Given two inputs, the production function shows the maximum output that can be produced using different combinations of capital and labour.

Mathematically, the production function is denoted as the maximum amount of output that can be produced with K units of capital and L units of Labor.

 $$Q=F(K, L  )$$

where Q is the level of output

             K is the quantity of capital input

             L is the quantity of labour input.

Characteristics of production functions.

1. Connects inputs and output: The production function depicts the functional relationship between the quantities of inputs used and the outputs produced

It shows the maximum output that can be obtained from a given quantity of inputs.

2.  No monetary significance: A production function has no monetary significance as it only shows the physical relationship between inputs and outputs.

That is, neither the monetary cost of inputs nor the price of products sold are shown in the production function. 

It only shows the functional relationship between physical inputs and physical outputs produced.

3. Affected by a change in technology: A technological change can allow a firm to produce more output with a given set of inputs, which can affect the production function.

The production function is determined by the state of technology. Any technology change will affect production function.

However, production functions require that the state of technology is given and held constant. 

4. Related to time:  Production functions, like demand functions, are always considered in terms of a specific period. It depicts a flow of output as a result of a flow of inputs over a set period.

Types Of Production Functions

1. Linear homogeneous production function: This indicate that a proportionate change in input will result in an equal proportionate change in output.

In this type of production function, the factor inputs are perfect substitutes.

The linear production function is usually in the form

$$F(K, L)=aK+bL$$

Where $a$ and $b$ are constant.

One feature of linear homogeneous production function is that the degree of production function is equal to one, suggesting that the production function has a constant return to scale.

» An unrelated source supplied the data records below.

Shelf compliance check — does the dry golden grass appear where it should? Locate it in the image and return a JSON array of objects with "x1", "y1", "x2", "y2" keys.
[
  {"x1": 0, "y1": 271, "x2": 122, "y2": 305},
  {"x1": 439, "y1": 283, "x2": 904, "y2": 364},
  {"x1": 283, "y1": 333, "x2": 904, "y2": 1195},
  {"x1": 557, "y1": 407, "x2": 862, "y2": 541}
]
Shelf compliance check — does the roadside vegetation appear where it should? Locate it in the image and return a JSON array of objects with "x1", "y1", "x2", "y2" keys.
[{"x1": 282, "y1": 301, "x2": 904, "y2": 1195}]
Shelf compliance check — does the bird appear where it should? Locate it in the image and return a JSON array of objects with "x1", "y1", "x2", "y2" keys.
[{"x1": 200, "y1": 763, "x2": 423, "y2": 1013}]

A production function is said to exhibit constant returns to scale when doubling of inputs yields in a precise doubling of outputs. This is the case with linear homogeneous production functions.

The isoquant of linear homogeneous production is a straight line, implying a constant marginal rate of technical substitution.

2. Cobb-Douglas production function: This is a long-run production function named after Paul Douglas, an American economist, and Charles Cobb, a mathematician.

A Cobb-Douglas production function describes the relationship between a specific amount of output and a set of inputs that are substitute but not perfect substitutes, allowing for the substitution of factor inputs to a certain extent. 

In other words, a cobb-Douglas production is a production function in which inputs can be substituted by another, but only to a limited extent.

That is, capital and labour can be substituted to a limited extent.

The relationship depicted by Cobb-Douglas Isn’t exactly linear as the variables representing factor inputs aren’t raised to 1.

They are raised to some other quantities that indicate their elasticities. 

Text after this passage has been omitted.